What about just closing this ticket when the patch in #14429 (moved) lands as the user can't shoot herself in the foot anymore (and preventing this was all the ticket was about)? If we still think we owe the users who are maximizing their windows/trying to get them fullscreen an in-browser explanation as it is not working as expected, then I am in favor of some non-modal mechanism. Maybe a notification box? (I think a modal dialog might just be annoying)
Trac:
Status: needs_information to new -
I was thinking that if #14429 (moved) landed, we could perform the resize upon maximize, and then display an informative notification upon the "sizemodechange" event after the fact, but similar to the one I just made for New Identity in #9906 (moved).
Basically, we would tell the user that we resized the window, and have a "Never do this again" checkbox to disable resizing. However, we probably also need a "Never show this again" because the first few times the user sees it, they may just click through and not even realize what happened..
The issues with #14429 (moved) are making me sad though. I feel it is rather important to have some kind of notification+resize here, even if we can't land #14429 (moved).. :/
-
Replying to mikeperry:
I was thinking that if #14429 (moved) landed, we could perform the resize upon maximize, and then display an informative notification upon the "sizemodechange" event after the fact, but similar to the one I just made for New Identity in #9906 (moved).
Basically, we would tell the user that we resized the window, and have a "Never do this again" checkbox to disable resizing. However, we probably also need a "Never show this again" because the first few times the user sees it, they may just click through and not even realize what happened..
Ah, you wanted to re-purpose this ticket. :) I am definitely in favor of giving users some hints about what happened after they resized and thought they would maximize their window or make it fullscreen (given we land this in tandem with #14429 (moved)). I am still not convinced that we should do that with modal dialogs. It might not be important enough to a lot of users to warrant a blocking dialog. Having modal dialogs for all sorts of decisions does not scale well UX-wise. The advantage of a notification box might be as well that it allows us to put all the "Never do this again" and "Never show this again" into one dialog while it is not straightforward to do that with several checkboxes in a modal dialog (although one surely gets that to work: https://stackoverflow.com/questions/27310608/firefox-addon-sdk-prompt-with-multiple-checkboxes).

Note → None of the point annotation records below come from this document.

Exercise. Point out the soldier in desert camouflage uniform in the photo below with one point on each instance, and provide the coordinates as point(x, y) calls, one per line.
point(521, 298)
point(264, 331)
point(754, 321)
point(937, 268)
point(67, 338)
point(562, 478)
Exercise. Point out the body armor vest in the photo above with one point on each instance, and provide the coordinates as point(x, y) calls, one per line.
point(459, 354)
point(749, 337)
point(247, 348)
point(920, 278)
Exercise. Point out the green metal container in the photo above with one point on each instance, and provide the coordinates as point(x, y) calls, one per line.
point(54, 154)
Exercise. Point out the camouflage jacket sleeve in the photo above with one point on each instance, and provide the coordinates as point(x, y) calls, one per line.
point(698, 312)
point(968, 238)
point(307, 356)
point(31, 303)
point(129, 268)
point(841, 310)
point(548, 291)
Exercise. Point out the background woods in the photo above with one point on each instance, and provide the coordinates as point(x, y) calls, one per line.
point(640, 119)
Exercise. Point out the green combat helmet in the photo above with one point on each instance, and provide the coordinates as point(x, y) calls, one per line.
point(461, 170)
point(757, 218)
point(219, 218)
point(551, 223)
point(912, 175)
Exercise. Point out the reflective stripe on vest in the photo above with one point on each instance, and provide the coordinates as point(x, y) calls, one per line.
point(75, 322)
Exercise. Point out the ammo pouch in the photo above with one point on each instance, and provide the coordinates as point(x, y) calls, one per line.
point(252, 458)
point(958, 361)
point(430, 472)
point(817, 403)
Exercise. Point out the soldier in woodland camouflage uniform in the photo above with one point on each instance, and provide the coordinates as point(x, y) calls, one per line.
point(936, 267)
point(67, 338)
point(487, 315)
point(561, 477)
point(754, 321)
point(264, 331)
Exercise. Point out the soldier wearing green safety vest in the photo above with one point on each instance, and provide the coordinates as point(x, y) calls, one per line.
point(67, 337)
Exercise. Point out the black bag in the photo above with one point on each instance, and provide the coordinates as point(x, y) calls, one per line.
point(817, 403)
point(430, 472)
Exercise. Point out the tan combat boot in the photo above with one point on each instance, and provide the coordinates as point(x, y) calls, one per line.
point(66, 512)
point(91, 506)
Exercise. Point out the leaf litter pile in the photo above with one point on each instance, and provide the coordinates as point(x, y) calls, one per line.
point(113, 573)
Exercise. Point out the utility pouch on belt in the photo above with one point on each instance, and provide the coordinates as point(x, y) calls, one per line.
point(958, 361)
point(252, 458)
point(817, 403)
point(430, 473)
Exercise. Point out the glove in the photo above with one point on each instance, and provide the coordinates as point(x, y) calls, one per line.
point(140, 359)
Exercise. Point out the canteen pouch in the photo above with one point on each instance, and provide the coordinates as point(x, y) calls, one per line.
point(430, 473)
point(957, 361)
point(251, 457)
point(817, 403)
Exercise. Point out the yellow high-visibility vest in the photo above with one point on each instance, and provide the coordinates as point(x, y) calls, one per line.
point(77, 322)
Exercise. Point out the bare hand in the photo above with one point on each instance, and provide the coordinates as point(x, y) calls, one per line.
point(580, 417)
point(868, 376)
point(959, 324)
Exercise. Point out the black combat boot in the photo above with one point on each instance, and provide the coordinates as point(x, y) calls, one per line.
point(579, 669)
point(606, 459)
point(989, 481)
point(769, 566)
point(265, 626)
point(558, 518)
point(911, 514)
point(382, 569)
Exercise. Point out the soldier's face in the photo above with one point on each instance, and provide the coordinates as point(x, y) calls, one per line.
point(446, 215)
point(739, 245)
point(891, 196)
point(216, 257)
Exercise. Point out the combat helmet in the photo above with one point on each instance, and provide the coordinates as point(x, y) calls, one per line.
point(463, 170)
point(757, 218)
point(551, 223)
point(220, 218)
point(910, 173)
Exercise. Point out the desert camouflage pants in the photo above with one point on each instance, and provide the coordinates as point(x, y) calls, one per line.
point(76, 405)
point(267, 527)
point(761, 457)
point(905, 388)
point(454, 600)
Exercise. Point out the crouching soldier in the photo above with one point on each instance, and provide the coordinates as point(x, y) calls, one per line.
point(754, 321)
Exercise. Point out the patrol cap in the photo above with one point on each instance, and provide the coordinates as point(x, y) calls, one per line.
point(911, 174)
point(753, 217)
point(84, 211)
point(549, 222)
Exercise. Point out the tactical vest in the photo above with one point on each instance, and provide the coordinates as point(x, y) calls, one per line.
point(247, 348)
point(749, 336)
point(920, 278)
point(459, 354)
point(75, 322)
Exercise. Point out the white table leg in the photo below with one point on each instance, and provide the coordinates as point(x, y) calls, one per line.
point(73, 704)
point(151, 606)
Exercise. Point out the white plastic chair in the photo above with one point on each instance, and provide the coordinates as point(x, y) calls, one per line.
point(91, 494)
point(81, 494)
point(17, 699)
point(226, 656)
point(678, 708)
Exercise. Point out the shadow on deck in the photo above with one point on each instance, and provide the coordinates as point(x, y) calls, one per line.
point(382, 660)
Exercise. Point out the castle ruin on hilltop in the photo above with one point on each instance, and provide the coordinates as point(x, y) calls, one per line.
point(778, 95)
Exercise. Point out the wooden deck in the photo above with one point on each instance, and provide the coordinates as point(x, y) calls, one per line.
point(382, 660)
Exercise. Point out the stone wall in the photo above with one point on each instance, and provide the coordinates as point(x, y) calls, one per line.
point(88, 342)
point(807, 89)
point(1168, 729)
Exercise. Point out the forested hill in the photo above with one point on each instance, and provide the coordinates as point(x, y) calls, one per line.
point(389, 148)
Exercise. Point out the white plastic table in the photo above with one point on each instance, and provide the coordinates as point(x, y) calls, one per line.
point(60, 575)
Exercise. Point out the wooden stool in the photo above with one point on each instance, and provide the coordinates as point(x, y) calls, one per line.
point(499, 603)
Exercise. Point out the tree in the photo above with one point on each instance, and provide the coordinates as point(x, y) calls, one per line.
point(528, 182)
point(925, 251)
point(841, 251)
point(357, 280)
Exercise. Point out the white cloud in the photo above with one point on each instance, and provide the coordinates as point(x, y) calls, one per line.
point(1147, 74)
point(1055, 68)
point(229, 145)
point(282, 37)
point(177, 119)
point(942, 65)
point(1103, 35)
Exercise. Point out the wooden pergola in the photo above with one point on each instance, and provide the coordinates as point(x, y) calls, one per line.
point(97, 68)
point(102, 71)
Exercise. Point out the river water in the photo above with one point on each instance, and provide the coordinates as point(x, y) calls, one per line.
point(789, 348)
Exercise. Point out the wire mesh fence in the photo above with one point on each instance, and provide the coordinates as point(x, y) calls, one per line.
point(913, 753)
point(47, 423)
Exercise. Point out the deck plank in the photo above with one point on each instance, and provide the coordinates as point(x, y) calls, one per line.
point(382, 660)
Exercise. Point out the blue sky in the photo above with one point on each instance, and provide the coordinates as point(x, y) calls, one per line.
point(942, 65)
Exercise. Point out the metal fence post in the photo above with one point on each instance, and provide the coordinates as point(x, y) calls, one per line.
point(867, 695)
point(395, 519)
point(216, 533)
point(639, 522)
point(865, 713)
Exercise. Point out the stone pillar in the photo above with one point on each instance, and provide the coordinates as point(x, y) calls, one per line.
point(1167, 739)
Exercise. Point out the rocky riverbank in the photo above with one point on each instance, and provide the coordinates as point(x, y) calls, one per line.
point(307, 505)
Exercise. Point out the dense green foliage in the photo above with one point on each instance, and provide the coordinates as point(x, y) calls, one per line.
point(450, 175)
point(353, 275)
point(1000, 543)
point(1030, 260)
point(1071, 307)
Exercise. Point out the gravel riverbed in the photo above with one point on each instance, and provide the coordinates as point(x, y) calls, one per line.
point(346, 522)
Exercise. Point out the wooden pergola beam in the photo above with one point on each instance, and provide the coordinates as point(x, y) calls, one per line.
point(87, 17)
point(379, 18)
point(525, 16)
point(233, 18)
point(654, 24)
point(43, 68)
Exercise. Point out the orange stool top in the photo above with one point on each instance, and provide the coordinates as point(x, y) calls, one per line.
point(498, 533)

The issues with #14429 (moved) are making me sad though. I feel it is rather important to have some kind of notification+resize here, even if we can't land #14429 (moved).. :/
Why is it important to have a resize element if we can't land #14429 (moved) for now? Why not just having a notification that gives the user a choice before she is shooting herself in the foot which gives us time to write and test the code for #14429 (moved) properly?
Trac:
Cc: g.koppen@jondos.de, intrigeri, mcs, brade, arthuredelstein, gk to gk, intrigeri, mcs, brade, arthuredelstein -
Replying to gk:
Having modal dialogs for all sorts of decisions does not scale well UX-wise. The advantage of a notification box might be as well that it allows us to put all the "Never do this again" and "Never show this again" into one dialog
more technically: I have popup notifications in mind here, not a notification box.